/scrna2019

supporting code for the multinomial single cell RNA-Seq paper

Primary LanguageR

Feature Selection and Dimension Reduction for Single Cell RNA-Seq based on a Multinomial Model

This repository contains supporting code to facilitate reproducible analysis. For details see the biorxiv preprint. If you find bugs please create a github issue. We are working on turning GLM-PCA and its fast approximations into a standalone R package. When it is available we will post a link here.

Coauthors

Will Townes, Stephanie Hicks, Martin Aryee, and Rafa Irizarry

Description of Repository Contents

algs

Implementations of dimension reduction algorithms

  • existing.R - wrapper functions for PCA, tSNE, ZINB-WAVE, etc
  • glmpca.R - implementation of PCA for generalized linear model likelihoods. This method is highlighted in the paper as being suitable for single cell RNA-Seq data.
  • ortho.R - supporting functions for GLM-PCA that post-process latent factors so that the loadings are orthonormal (just like regular PCA).

real

Analysis of various real scRNA-Seq datasets. The Rmarkdown files can be used to produce figures in the manuscript

real_benchmarking

Systematic assessment of clustering performance of a variety of normalization, feature selection, and dimension reduction algorithms using ground-truth datasets.
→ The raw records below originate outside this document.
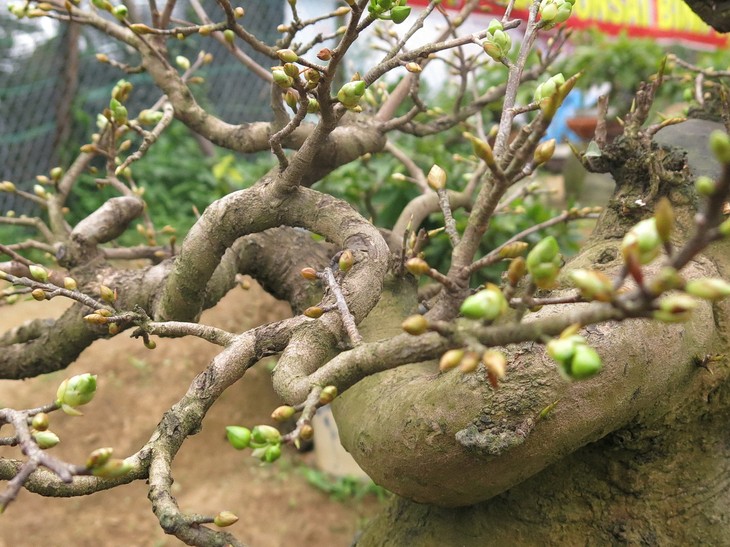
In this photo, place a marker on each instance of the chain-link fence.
(52, 87)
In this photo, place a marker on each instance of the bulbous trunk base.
(664, 484)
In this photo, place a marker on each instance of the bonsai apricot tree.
(564, 401)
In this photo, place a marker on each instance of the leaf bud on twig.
(415, 325)
(225, 518)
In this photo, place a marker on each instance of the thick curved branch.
(260, 208)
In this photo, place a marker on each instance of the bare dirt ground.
(275, 503)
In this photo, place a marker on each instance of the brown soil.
(275, 503)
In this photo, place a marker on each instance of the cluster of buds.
(76, 391)
(263, 439)
(497, 43)
(544, 262)
(549, 87)
(284, 75)
(44, 437)
(576, 359)
(487, 304)
(118, 112)
(642, 243)
(390, 10)
(553, 12)
(101, 464)
(351, 93)
(593, 285)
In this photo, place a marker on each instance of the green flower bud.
(399, 14)
(107, 294)
(239, 437)
(543, 262)
(516, 270)
(666, 280)
(644, 240)
(664, 219)
(182, 62)
(708, 288)
(503, 40)
(705, 186)
(56, 173)
(513, 250)
(265, 434)
(585, 363)
(102, 4)
(561, 349)
(76, 391)
(312, 105)
(544, 152)
(564, 13)
(38, 273)
(112, 469)
(120, 12)
(415, 325)
(40, 421)
(346, 261)
(38, 294)
(287, 55)
(225, 518)
(450, 359)
(272, 453)
(593, 285)
(487, 304)
(328, 395)
(469, 363)
(45, 439)
(99, 457)
(292, 70)
(351, 93)
(417, 266)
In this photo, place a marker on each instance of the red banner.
(670, 20)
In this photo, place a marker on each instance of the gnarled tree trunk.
(638, 454)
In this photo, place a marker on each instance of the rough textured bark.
(636, 455)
Downloadable table of results from assessments

util

Utility functions.

  • clustering.R - wrappers for seurat clustering, model based clustering, and k-means
  • functions.R - Poisson and Binomial deviance and residuals functions, a function for loading 10x read counts from molecule information files.
  • functions_genefilter.R - convenience functions for gene filtering (feature selection) based on highly variable genes, highly expressed genes, and deviance.